From a young age, Dan learned the building trade from his father, an accomplished carpenter foreman who built Frank Lloyd Wright homes, among others. Like his father, Dan could build or fix anything, from pouring concrete patios, which he later enjoyed doing with his own young son, to making fine furniture.
Fond of music and dance, he once performed in a local production of Oklahoma at the Lobero Theatre. Later he was an active supporter of the newly formed State Street Ballet and seldom missed an opportunity to pour wine at fundraisers and receptions.
Family and friends describe him as a “gentleman’s gentleman.” Though he lived a quiet, modest life, he was a gregarious host who delighted in making family and friends feel welcome. Many such memories began with the pop of a champagne bottle and his baritone laugh. Friends remember his consistently kind nature, intelligence, and good humor.
Dan was dedicated to his work and deeply devoted to family. He worked at Raytheon for more than 25 years as a program manager, specializing in radar guidance systems. His work required regular travel, but he never returned home empty-handed; he always carried surprise gifts for his family in his pockets. He traveled internationally for work and pleasure, including a memorable trip to Sweden, after which he composed an eloquent essay about Swedish relatives, which he mailed to all the family.
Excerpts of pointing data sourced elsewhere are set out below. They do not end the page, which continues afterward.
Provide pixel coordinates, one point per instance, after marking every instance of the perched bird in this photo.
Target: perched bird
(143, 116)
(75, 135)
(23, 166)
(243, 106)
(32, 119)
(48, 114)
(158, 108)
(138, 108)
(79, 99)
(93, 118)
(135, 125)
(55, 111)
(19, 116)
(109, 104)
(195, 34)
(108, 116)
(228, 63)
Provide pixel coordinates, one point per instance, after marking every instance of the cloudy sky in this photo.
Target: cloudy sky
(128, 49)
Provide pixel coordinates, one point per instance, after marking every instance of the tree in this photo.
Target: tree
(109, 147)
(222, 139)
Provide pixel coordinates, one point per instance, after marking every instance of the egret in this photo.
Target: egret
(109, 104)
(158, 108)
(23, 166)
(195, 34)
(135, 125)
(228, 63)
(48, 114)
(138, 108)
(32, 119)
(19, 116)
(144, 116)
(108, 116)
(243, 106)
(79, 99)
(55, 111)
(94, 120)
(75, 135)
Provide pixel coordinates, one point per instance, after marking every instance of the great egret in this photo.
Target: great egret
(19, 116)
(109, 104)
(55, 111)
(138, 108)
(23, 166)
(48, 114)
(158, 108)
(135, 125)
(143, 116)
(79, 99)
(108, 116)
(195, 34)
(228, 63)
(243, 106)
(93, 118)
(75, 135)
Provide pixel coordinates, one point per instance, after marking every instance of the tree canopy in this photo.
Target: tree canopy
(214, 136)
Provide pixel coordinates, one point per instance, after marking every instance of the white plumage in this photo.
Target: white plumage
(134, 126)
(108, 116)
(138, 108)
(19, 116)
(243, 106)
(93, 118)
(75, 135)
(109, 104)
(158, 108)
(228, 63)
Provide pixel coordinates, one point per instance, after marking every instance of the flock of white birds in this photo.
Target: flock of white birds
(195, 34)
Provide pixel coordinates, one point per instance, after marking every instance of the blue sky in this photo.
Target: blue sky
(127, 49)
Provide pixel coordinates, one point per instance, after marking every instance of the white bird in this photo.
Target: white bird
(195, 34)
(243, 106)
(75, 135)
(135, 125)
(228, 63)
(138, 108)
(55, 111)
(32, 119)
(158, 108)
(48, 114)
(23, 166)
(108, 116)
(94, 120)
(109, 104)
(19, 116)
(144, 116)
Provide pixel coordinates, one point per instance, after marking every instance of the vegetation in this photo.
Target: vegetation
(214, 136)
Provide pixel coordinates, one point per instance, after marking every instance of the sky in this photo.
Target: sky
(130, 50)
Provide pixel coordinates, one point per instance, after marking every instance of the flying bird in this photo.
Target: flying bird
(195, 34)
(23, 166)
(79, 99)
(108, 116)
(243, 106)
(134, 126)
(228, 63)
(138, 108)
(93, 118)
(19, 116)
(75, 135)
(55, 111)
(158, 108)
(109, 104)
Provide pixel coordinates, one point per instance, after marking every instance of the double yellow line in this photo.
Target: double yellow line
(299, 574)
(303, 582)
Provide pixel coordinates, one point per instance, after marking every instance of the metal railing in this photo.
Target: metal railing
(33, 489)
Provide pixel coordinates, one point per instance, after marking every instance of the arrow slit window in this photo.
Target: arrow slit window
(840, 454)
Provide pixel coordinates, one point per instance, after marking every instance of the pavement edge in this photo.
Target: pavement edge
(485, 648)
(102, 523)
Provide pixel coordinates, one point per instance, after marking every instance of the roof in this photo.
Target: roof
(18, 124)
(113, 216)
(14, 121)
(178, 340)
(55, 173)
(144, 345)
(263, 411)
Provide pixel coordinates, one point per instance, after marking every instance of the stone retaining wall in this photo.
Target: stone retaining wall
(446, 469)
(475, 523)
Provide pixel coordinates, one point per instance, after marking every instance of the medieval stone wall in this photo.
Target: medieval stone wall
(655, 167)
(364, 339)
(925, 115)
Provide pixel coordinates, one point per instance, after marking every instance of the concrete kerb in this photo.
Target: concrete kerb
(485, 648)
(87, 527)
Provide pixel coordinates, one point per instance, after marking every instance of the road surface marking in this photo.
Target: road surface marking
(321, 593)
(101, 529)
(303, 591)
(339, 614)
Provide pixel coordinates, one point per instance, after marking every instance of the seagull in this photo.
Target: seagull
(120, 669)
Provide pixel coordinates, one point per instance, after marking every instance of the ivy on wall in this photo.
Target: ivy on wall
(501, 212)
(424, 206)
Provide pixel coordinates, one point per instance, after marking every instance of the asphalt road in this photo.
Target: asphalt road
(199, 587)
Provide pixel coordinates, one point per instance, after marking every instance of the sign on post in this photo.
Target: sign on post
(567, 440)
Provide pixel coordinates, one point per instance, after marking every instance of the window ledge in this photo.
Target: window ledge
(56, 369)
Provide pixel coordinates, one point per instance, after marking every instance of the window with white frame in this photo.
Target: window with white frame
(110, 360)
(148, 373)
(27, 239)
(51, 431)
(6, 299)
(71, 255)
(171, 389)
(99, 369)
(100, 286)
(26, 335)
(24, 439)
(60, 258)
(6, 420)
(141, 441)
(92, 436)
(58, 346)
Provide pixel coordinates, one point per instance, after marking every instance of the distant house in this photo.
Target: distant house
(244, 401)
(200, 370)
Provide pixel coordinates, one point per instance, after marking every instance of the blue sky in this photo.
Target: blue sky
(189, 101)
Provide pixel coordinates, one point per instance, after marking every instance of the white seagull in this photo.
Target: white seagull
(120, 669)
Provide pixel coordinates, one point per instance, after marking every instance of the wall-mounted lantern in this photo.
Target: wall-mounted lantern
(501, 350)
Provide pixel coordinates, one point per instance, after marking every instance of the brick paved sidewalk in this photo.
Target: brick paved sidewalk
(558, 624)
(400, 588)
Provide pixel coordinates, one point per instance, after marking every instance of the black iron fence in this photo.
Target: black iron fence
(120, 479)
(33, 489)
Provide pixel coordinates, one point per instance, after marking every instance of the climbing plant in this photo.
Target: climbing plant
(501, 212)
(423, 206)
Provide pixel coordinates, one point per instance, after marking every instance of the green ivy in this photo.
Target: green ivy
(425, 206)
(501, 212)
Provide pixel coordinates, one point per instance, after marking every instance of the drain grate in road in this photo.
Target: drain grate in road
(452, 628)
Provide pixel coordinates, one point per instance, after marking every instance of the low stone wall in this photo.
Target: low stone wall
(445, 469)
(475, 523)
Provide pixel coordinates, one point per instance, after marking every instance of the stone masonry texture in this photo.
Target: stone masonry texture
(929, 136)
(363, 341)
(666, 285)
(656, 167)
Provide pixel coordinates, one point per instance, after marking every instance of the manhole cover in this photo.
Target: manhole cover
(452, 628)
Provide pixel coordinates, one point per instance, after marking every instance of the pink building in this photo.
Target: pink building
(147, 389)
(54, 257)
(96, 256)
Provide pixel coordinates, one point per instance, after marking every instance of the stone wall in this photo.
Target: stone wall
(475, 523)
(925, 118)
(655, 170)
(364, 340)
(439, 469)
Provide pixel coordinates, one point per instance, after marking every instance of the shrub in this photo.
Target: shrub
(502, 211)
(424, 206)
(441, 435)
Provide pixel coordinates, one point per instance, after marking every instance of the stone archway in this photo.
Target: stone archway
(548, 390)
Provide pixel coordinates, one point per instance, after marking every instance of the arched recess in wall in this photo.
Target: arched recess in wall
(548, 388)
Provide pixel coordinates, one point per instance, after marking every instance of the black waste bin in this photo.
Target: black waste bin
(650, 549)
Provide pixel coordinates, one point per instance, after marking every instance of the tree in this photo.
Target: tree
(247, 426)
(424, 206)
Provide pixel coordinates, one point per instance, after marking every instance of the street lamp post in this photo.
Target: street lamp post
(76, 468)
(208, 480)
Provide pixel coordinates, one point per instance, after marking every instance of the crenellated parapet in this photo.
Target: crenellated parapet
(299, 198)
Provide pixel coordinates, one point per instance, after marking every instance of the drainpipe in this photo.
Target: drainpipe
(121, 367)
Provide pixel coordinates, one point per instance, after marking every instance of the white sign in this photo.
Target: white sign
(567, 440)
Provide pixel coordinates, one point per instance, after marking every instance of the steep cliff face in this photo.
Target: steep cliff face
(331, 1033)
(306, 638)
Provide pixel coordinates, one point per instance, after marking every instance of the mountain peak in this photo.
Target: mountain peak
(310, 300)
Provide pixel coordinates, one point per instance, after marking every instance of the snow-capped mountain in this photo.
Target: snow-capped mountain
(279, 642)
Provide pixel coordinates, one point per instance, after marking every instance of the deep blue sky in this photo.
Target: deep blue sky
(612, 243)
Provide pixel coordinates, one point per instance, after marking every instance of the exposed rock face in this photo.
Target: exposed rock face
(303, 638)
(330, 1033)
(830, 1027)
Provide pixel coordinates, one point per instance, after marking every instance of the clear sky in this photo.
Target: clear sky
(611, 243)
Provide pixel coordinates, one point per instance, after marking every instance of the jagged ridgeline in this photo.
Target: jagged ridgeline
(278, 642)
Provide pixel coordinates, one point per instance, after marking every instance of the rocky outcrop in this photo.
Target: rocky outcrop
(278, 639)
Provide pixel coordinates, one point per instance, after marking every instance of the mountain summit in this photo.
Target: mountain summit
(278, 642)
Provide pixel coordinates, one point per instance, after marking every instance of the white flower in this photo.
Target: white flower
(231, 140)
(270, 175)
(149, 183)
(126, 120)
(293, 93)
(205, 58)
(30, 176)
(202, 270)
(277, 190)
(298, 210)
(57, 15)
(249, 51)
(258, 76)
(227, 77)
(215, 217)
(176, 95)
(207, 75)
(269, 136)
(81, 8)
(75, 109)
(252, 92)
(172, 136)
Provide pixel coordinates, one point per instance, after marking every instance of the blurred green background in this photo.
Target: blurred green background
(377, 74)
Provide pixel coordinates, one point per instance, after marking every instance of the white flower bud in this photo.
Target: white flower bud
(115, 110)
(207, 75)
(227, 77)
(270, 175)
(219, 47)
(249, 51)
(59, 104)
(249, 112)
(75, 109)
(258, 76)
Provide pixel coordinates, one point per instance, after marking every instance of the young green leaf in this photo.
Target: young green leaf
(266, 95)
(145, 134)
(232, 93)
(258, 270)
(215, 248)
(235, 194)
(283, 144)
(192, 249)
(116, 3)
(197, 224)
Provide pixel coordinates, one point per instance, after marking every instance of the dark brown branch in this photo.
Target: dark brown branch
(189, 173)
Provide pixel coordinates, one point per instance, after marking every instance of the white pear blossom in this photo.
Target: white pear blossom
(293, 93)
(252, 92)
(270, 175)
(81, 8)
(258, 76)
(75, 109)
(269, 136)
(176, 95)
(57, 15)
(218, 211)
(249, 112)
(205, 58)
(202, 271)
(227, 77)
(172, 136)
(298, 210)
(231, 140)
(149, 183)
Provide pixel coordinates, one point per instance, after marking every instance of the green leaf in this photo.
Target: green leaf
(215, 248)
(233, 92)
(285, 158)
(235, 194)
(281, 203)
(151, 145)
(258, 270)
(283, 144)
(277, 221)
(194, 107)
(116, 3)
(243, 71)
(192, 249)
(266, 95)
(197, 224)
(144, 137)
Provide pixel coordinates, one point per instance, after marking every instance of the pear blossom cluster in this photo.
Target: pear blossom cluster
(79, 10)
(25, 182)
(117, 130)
After moving out West, it remained a lifelong priority for him to keep close contact with family on the East Coast, taking his wife and children to visit whenever possible.
Dad’s nursing facility notified us that COVID-19 vaccinations would commence, but my father fell ill mere days before receiving his first dose. Sadly, in the two weeks since my father’s diagnosis, according to his facility’s website, another 40 residents contracted the virus. It’s difficult to process human tragedy on that scale, to think of my father’s roommates and all those familiar faces. Yet, post-Thanksgiving outbreaks have occurred at 48 of our county’s congregate living facilities, and this scene is playing out all over the state and country.
Before, when I saw articles qualifying rising death tolls with notations such as, “over 70” and “congregate living,” I’d immediately think of my father. It felt dismissive. Age and underlying conditions factor, but we’ve lost too many of all ages. Each was a human being with a story, whose families mourn their painful loss.
Since ancient history, humans have gathered: We sit vigil beside our loved ones. We let them know they’re not alone. After they leave us, we comfort each other with stories, food, and laughter; by holding each other through tears; by our nearness. I said goodbye to my father over an iPad. My mother, brother, and I can’t be together. This goes profoundly, excruciatingly against human nature. My father was a loving, kind, good man. He did not deserve to go this way. No one does. We are hardly the first family to experience this devastation, yet I would not wish this on any family.
Hope crests on the horizon, but with the New Year dawns new, record-breaking, daily totals. We may have no control over what’s happening across our nation, but as a community, our personal choices and sacrifices absolutely affect local outcomes. I am hopeful we can do better. We must.
Alfred Daniel Eliason is survived by his wife of 61 years, Bette J. Eliason; son, Alfred Daniel Eliason Jr., who resides in France with his wife, Tanya Renee Monier, and their children, Dima Anneliese and Antonia Maurine; daughter Christina Lauranne Eliason, who lives with her husband, Richard Lloyd, in Santa Barbara; and beloved nieces, nephews, and family on the East Coast.